The most challenging of gardens we work on is one with no budget for new plants at all. Initially we felt stifled by this constraint. How were we going to make a difference? Eight years later and still no money for new plants, this has defined our gardening style.
Fortunately the garden had many different areas to begin with. The formal, although once overgrown, herbaceous border, the mixed shrub and perennial border, the rose gardens, the wild gardens and the woods.
We had to be imaginative, planting wild flowers in the gaps of the formal areas and ‘naturalising’ divisions of perennial plants in the wild garden because we just couldn’t throw them away. Consequently the garden now has a wild and slightly unruly charm about it that is very satisfying to work in and our propagation skills have come on a treat.
I am Wendy Rose and I am one of the very lucky people in life who has found their dream job. Every morning I wake up, spring out of bed, throw on some old clothes, make myself a delicious, nutritious packed lunch and a flask of coffee and set off to work.
I am a Gardener. On the face of it, not a particularly prestigious job nor a very glamorous one, nevertheless one I love very much, every day. I have indeed tried those more ‘high flying’ careers, having trained and worked initially as an Interior Designer, however, once I started learning about the wonderful world of horticulture and took more notice of the ever changing beauty of nature, right in front of my eyes, I never looked back.

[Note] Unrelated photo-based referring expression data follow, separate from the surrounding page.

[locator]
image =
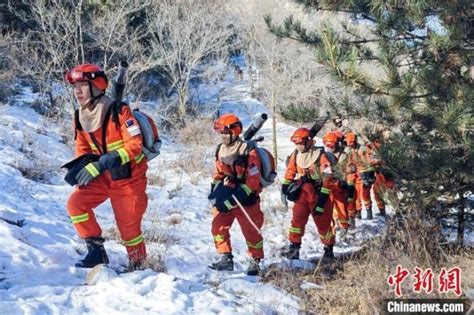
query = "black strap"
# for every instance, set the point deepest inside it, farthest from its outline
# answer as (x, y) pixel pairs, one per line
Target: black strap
(104, 132)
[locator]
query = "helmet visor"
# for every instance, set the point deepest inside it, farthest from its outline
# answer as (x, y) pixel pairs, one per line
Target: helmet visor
(74, 75)
(224, 129)
(299, 139)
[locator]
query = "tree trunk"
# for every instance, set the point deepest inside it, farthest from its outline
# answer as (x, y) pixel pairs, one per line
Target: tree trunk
(461, 221)
(273, 106)
(182, 102)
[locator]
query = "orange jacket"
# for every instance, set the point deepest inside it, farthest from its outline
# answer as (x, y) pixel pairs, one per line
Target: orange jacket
(125, 140)
(248, 176)
(322, 172)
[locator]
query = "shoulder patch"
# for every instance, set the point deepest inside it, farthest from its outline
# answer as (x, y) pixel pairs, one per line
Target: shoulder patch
(132, 128)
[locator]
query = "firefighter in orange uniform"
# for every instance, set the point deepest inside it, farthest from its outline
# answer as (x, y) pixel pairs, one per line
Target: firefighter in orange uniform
(119, 172)
(236, 175)
(333, 145)
(383, 179)
(350, 168)
(310, 170)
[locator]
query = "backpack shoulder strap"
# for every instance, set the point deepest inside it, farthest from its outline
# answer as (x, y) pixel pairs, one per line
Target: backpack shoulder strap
(116, 108)
(77, 123)
(217, 150)
(331, 157)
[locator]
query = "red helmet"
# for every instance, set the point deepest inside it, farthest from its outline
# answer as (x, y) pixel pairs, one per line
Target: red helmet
(330, 139)
(88, 72)
(301, 135)
(228, 123)
(351, 138)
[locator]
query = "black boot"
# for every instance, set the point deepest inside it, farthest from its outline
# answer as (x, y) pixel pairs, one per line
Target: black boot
(292, 252)
(369, 214)
(96, 253)
(254, 268)
(226, 263)
(381, 212)
(328, 256)
(351, 223)
(343, 232)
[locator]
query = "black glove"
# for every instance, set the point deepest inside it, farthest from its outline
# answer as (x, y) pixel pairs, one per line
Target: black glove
(323, 196)
(343, 184)
(88, 173)
(226, 206)
(110, 160)
(284, 201)
(350, 193)
(283, 193)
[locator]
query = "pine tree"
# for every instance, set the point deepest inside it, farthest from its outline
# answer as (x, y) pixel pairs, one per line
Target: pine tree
(425, 49)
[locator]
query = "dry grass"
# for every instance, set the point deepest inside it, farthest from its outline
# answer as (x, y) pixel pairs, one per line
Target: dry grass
(197, 132)
(154, 261)
(155, 179)
(360, 284)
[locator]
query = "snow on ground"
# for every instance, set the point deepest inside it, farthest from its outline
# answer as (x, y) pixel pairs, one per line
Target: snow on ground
(37, 273)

I came to gardening later in life than some. I was a single Mother of two boisterous young boys and, as is common these days, my remaining family lived too far away to help me care for them. I needed a job first and foremost with flexibility. My other criteria for a job was; one that kept me fit, as I had no time for a gym, an enjoyable commute, creativity, sociability, a sense of living for the day and most of all peace, in my heart and in my mind. Every day of the week I work with different gardeners who enrich my life immensely. I imagine that a large percentage of the information that I will share with you on gardening jobs and musings will come out of previous conversations we have had that week at work.

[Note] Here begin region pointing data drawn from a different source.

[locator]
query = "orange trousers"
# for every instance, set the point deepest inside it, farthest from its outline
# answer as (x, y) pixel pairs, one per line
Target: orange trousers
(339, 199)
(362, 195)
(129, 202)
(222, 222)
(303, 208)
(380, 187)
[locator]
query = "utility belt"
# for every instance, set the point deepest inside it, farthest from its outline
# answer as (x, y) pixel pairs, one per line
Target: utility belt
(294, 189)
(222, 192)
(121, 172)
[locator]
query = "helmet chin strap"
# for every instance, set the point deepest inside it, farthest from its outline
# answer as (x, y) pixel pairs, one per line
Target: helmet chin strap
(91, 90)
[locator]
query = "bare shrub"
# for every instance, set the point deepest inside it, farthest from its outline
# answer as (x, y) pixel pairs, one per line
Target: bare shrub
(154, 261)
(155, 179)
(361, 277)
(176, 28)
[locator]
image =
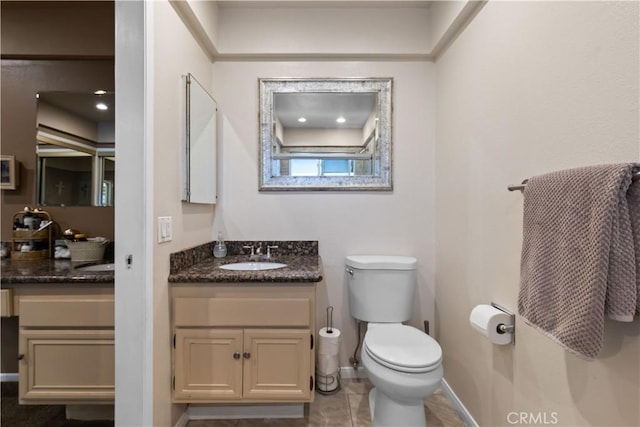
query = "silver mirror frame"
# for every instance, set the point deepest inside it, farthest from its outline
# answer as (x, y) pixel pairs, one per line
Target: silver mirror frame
(269, 86)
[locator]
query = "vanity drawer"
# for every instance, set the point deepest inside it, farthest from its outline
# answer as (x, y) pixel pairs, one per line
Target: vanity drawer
(67, 311)
(288, 312)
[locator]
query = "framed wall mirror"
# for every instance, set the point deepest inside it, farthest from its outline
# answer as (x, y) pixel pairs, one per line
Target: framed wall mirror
(325, 134)
(75, 149)
(199, 163)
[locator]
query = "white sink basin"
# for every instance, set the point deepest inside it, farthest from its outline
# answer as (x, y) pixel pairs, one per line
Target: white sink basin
(98, 267)
(252, 266)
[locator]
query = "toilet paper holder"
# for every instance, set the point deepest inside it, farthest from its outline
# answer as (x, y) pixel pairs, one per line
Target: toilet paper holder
(503, 328)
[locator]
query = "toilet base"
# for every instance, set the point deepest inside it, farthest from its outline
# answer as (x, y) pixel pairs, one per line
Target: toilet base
(386, 412)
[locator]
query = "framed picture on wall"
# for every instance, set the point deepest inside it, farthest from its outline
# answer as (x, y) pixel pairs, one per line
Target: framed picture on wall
(8, 172)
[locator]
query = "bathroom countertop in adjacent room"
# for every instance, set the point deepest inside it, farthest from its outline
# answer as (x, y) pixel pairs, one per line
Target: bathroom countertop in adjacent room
(49, 271)
(298, 269)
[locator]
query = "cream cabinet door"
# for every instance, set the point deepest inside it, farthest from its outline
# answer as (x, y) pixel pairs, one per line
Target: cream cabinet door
(208, 364)
(66, 365)
(277, 364)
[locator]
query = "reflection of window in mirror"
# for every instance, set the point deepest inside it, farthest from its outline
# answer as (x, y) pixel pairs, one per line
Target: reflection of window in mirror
(75, 149)
(108, 181)
(325, 134)
(65, 181)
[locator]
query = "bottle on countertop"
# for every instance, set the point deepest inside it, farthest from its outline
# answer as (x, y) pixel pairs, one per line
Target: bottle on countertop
(220, 249)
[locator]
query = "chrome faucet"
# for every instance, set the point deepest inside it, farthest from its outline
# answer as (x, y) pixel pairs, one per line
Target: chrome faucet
(256, 253)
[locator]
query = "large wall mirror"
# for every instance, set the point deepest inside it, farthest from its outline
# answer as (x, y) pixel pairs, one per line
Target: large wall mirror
(325, 134)
(75, 149)
(199, 163)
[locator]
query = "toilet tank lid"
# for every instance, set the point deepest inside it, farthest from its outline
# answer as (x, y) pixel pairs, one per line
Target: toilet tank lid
(382, 262)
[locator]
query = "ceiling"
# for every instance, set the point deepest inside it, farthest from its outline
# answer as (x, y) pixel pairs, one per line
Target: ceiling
(322, 109)
(82, 104)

So now you have a flavour of who I am by reading my first ever post on my first ever blog. I hope you will enjoy my future reflections on gardening. I dedicate my blog to my horticultural tutors at Plumpton College, Bridget, Jim and Julie, for instilling in me their pure enjoyment and true passion for all things horticultural and the two inspirational women, Laurie McMillan, now also a Tutor at Plumpton and Rebecca Wells – Nirvana Plantscapes, who took me on in my early days and taught me the Art of Gardening.